Starry Night Cracker Hamadryas laodamia
The butterfly diversity in the Cutucú range, and the Napo Moist Forests more broadly (a dispersal centre for Neotropical butterflies), is also spectacular.
50 species of butterfly have been observed at the station, many with identified by species.
Row 1: Red Flasher (Panacea prola), Asterope markii, Turquoise Emperor( Doxocopa laurentia), Sisters (Genus Adelpha), Zavaleta Glasswing (Godyris zavaleta), Row 2: Starry Night Cracker (Hamadryas laodamia), Lyca Numberwing (Callicore lyca), Catagramma hystaspes, Sunset Daggerwing (Marpesia furcula), Starry Night Metalmark (Echydna punctate), Row 3: Perrhybris lorena, Castilia perilla, Dynamine racidula, Scare Bamboo Page (Philaethria dido), Notheme erota

Community-based Conservation in the Ecuadorian Amazon
Sunka is a private sanctuary located in one of the least explored and poorest parts of Ecuador–the gateway to the Bosque Protector Cutucú-Shaimi, the largest protected area of this kind in the country and one that remains highly threatened by deforestation.
The station is co-owned by a members of the Shuar community, a geographically, politically and economically isolated indigenous people who have lived in this area for thousands of years and who are integral to the station’s maintenance, guiding efforts and day-to-day operations.
As is the case around the world, from Ecuador to Indonesia, these biodiversity hotspots and the people who call them home are, by and large, left to fend for themselves. “Forgotten,” was the word used at Sunka.
This inevitably means, to varying degrees and unfolding in different ways based on different regional circumstances, destructive agricultural practices, the overexploitation of natural resources, and the general sacrificing of wild areas to subsistence living.
When the choice is denuding the forest of hardwoods or not being able to pay your children’s school fees, it tends to be an easy one to make.
Not surprisingly, nature and wildlife travel is an important part of the conservation equation here, as is the buy-in and participation of the local people, who benefit from this alternative economy.
The preservation and longevity of places like Sunka, as they are everywhere that poverty and lack of opportunity clash with conservation prerogatives, are predicated on developing and facilitating viable sources of income for local people. Without a clear alternative, harvesting the forest of its treasures and replacing cleared land with livestock is what happens.
Recap: Why visit Sunka Biological Station?
Ecuador is a well-established nature and wildlife travel hotspot, particularly in the Neotropics. There are myriad wildlife tourism opportunities in the country, especially in the Amazon region.
Sunka, however, is a one-of-a-kind opportunity in a uniquely unexplored part of the country.
Most people looking to visit Ecuador, and its share of the Amazon Basin, tend to end up further north, in much more established places like Cuyabeno or Yasuni–spectacular wildlife and nature travel destinations in their own right.
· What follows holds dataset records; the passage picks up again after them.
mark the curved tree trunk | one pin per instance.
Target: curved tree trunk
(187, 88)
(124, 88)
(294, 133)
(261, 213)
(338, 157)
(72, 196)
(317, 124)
But Sunka, and the Cutucú Range, are far less transited, much less expensive and part of a, potentially, much more surprising part of the Ecuadorian Amazon, in the foothills of an underexplored mountain range disconnected from the Andes, with a strong scientific history and driving force.
This is not your typical Ecuadorian Amazon package trip.
The Shuar people are immensely knowledgeable and adept guides and hosts. Their deep pharmacological understanding of the forest’s plants, encyclopedic knowledge of its habitats and sites of ecological interest, ability to spot and find wildlife, as well as their hospitality, makes for a wonderful cultural, anthropological and wildlife travel experience.
This is a grassroots and currently shoestring project, premised on passion and a belief in community-based conservation, that is attempting to protect a small patch of one of the most biologically important and intense places on earth–an island in a sea of ecological devastation.
By visiting Sunka, you help a fledgling conservation and nature travel project find its feet and build its infrastructure out to where it can start operating and conserving at full capacity.
For those intrepid and hardy enough, Sunka is a hidden gem in a much less transited part of the Ecuadorian Amazon.